Aria has a similar epiphany. She confesses to Ezra that she wrote his book and passed it off as his work, because of how he skipped town in a furious huff when they accused him of murder. He thinks about getting angry, but then remembers his entire history of being the wooooorrrst, and decides Aria gets a pass. Of course then he tells either Liam or Jordan that he and Aria were totally boning when she was his student, and either Liam or Jordan gets really upset about it. He doesn’t like it when Aria isn’t forthcoming with him, and when she lies by omission, which: You are in for a ride, brother.


So Aria’s marrying her mom and dad, and she unearths the opposite truth from Hanna. Her future is either getting into a perpetual cycle of bullshit with a grown man who fucks his students, or she can try to make it work with literally anyone else. A piece of notebook paper. A loaf of white bread. An Amy’s frozen vegetarian burrito. All better options than Byron; therefore all options are better than Ezra. And so Aria chooses Liam. (Or Jordan?)

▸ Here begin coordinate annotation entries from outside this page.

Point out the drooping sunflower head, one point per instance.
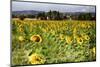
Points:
(80, 40)
(36, 59)
(86, 37)
(61, 36)
(36, 38)
(21, 38)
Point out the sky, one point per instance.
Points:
(20, 6)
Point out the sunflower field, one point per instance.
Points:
(52, 41)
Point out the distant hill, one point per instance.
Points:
(26, 12)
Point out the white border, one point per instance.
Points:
(5, 33)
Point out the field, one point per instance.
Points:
(52, 41)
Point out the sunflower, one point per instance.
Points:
(86, 37)
(36, 59)
(69, 39)
(80, 40)
(36, 38)
(21, 38)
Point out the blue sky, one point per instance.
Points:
(20, 6)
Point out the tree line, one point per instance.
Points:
(56, 15)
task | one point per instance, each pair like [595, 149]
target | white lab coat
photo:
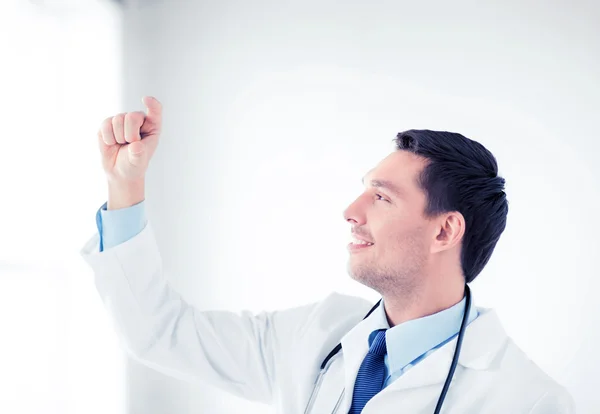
[275, 357]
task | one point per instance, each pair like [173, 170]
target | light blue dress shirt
[407, 343]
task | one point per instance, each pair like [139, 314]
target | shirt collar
[409, 340]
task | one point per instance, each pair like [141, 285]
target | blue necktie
[371, 374]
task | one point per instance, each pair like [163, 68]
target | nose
[354, 214]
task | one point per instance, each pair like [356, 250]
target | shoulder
[527, 376]
[335, 312]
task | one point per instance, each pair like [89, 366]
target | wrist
[123, 194]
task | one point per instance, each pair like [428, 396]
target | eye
[380, 197]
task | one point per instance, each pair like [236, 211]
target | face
[389, 214]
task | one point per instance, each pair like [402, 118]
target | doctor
[426, 224]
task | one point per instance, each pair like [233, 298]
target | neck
[422, 302]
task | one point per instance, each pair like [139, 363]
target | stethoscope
[328, 359]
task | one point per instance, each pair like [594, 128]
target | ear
[449, 231]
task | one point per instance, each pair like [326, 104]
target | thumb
[136, 153]
[153, 111]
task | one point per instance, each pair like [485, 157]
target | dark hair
[461, 175]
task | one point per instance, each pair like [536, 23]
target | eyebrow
[388, 185]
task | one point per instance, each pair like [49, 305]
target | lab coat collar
[482, 340]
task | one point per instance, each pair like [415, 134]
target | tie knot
[378, 346]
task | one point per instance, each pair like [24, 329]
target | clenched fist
[128, 141]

Alison is feeling wedding-y too. Not at first. It’s not how she begins her day. She starts it off with a text from Devil Emoji (by the way, the emojis this new A uses are ENORMOUS) asking if Dr. Rollins knows why Charlotte left Ali’s house in the first place the night she was murdered. Alison decides to just spill the truth to Rollins: Charlotte left because Ali told her about her affair with him, and while she was out, she got killed. Rollins, who just last week told Alison not to tell anyone about them, proposes to Ali on the spot. He’s already got the rings. (Does it seem to anyone else like the writers haven’t even read each other’s scripts this season? PLL has always been … less than seamless in tying individual writers’ ideas about these characters’ personalities and motivations together, but it is like whiplash this season with what someone says and does in one episode and then what they say and do in the very next episode.) Alison and Rollins go to Aria’s house because she’s a priest now, and they ask her to marry them together in matrimony.
Now. You will notice, I’m sure, that there’s one person missing from this episode. One person who has no tether to a romantic partner or to this theme of weddings or, just generally, to the plot of the show. It is Emily. First she meets a guy in the Hollis bookstore who, like her, is taking Psych 101 (is Emily starting college over at the very beginning??), but it turns out he is that reporter named Damian who was doing the scathing expose on the Hastings family. Emily realizes this with the help of her friends, but goes to meet Damian anyway. At a “diner” in the literal middle of the woods in the middle of the night. He is not there. No one is there. It’s just Emily and someone in a Jeep and for five entire scenes, Emily just runs around alone in the dark while this Jeep chases her. She climbs up onto the roof of the diner at one point and finds a hollow rod that was once connected to a rectangle piece. Charlotte’s murder weapon! On top of the diner! But of course she drops it to the ground, along with her phone, and the Jeep runs over them.


After being ostracized from love, Emily returns to Rosewood to proclaim that there are at least two Devil Emojis now. One of them, at least, is threatening to birth an army of Emily-shaped babies with her eggs and grow them into evil super-soldiers. Which makes more sense than getting killed by a suitcase handle, if we’re being honest.
The Risen Mitten enjoys a slice of wedding cake and struggles to program his new universal remote. Psychotic cyberterrorists, they’re just like us!